- Researchers mix crude oil with water by significantly raising the pressure and temperature of the composition.
- The outcomes allow a deeper investigation of the structure and composition of crude oil.
Crude oil is currently the most valuable source of fuels and materials that are used in the energy and chemical industries. However, it takes a series of chemical processes to convert such materials into a useable form.
The efficiency of the final products relies on how much we know about the structure and molecular composition of the sample. To study crude oil, scientists use various experimental techniques such as mass spectrometry, liquid and gas chromatography, X-ray photoelectron spectroscopy, and thermal gravimetric analysis.
Despite recent advances in such techniques and comprehensive research, we still don’t know much about the structure of individual molecules in low-volatility crude oil constituents and heavy petroleum fractions.
Now, a team of Russian researchers led by the Moscow Institute of Physics and Technology has invented a new technique to analyze the composition of crude oil. It doesn’t involve any environmentally hazardous solvent and follows the green chemistry principle.

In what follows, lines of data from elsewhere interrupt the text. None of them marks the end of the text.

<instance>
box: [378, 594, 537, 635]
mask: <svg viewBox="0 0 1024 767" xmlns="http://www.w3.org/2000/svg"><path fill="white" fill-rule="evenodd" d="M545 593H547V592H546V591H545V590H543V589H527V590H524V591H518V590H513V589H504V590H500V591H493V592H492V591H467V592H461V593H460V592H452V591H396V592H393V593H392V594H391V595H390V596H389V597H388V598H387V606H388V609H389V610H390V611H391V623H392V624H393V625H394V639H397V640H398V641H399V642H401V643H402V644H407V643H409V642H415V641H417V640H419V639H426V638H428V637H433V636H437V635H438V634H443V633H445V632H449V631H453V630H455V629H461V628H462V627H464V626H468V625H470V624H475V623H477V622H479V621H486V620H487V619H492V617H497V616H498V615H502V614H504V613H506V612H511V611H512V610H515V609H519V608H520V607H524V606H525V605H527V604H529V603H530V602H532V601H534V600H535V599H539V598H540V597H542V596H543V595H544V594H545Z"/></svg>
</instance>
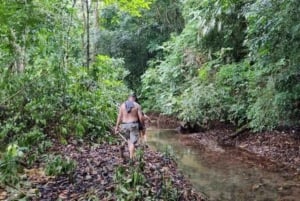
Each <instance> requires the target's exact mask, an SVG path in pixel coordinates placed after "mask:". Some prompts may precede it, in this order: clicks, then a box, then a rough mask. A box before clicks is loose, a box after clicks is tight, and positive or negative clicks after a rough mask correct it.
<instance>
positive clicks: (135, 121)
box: [115, 94, 144, 159]
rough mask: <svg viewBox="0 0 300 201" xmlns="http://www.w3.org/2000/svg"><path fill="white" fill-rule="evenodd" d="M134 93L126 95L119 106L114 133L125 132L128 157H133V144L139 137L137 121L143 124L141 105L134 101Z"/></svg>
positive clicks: (138, 138)
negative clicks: (127, 143)
mask: <svg viewBox="0 0 300 201" xmlns="http://www.w3.org/2000/svg"><path fill="white" fill-rule="evenodd" d="M135 101H136V96H135V95H134V94H132V95H130V96H129V97H128V100H127V101H125V102H124V103H123V104H122V105H121V106H120V108H119V114H118V118H117V123H116V127H115V133H118V132H121V133H123V134H125V136H126V138H127V143H128V149H129V157H130V159H133V157H134V150H135V144H136V143H137V142H138V139H139V123H141V124H142V125H143V124H144V119H143V116H142V109H141V106H140V105H139V104H138V103H136V102H135Z"/></svg>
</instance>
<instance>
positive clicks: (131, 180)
mask: <svg viewBox="0 0 300 201" xmlns="http://www.w3.org/2000/svg"><path fill="white" fill-rule="evenodd" d="M143 155H144V152H143V150H141V149H138V150H137V153H136V161H135V162H134V163H135V164H134V165H133V166H130V167H126V166H118V167H117V168H116V170H115V175H114V181H115V183H116V189H115V196H116V198H117V200H124V201H129V200H157V199H162V200H178V199H179V197H180V195H179V193H178V191H177V189H176V188H174V186H173V183H172V181H171V180H170V178H169V176H167V175H165V172H164V171H163V170H162V171H161V170H159V171H155V172H154V174H156V175H155V177H157V178H158V181H159V182H161V183H160V184H159V185H160V186H159V189H158V191H159V192H158V191H153V190H152V188H151V184H149V183H148V180H147V179H146V177H145V175H144V166H145V161H144V159H143Z"/></svg>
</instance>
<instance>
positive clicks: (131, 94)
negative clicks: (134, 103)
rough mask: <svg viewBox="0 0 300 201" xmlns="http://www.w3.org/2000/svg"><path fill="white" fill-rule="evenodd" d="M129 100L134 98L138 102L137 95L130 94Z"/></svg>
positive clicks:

Crude oil contains more than 100,000 compounds and due to its intrinsic complexity, it is very difficult to separate individual compounds. The exact composition of the crude oil varies according to the location it was extracted at.
Although many hydrocarbons have the same formula [with the same number of oxygen, hydrogen, and carbon atoms], they are arranged in different orders. Thus, each structure (isomer) exhibits different chemical properties.
To evaluate the elemental composition of substances and their molecular mass, scientists use mass spectrometry. But this technique alone is not enough to differentiate between different structures.
A special technique called isotope exchange analysis can be used to obtain such information. However, to use this technique, compounds of crude oil must be dissolved with some other isotopes that have a different mass.
The most appropriate and easily available source would be water, but it doesn’t dissolve in oil under normal conditions. However, it is well-known that water can be mixed in insoluble compounds at temperatures over 100 degree Celsius.
Dissolving Crude Oil In Water
The research team tried to mix crude oil with water by significantly raising the pressure and temperature of the composition. They heated the sample to 360 degree Celsius in D2O (water that contains deuterium instead of hydrogen) at 300 atm of pressure for one hour.
They found that oil effectively dissolved in superheated water and the sample (after the isotope exchange reaction) could now be analyzed easily.
The outcomes allow a deeper investigation of the structure and composition of crude oil. This technique can also be used to examine other complex nonpolar samples on the molecular level.
Scientists can now detect pyridines, furans, and naphthenic acids in crude oil using high-resolution mass spectrometry. In the future, this technique can help in the development of new catalysts that can further enhance the oil refining process, and improve oil quality monitoring systems in trunk pipelines.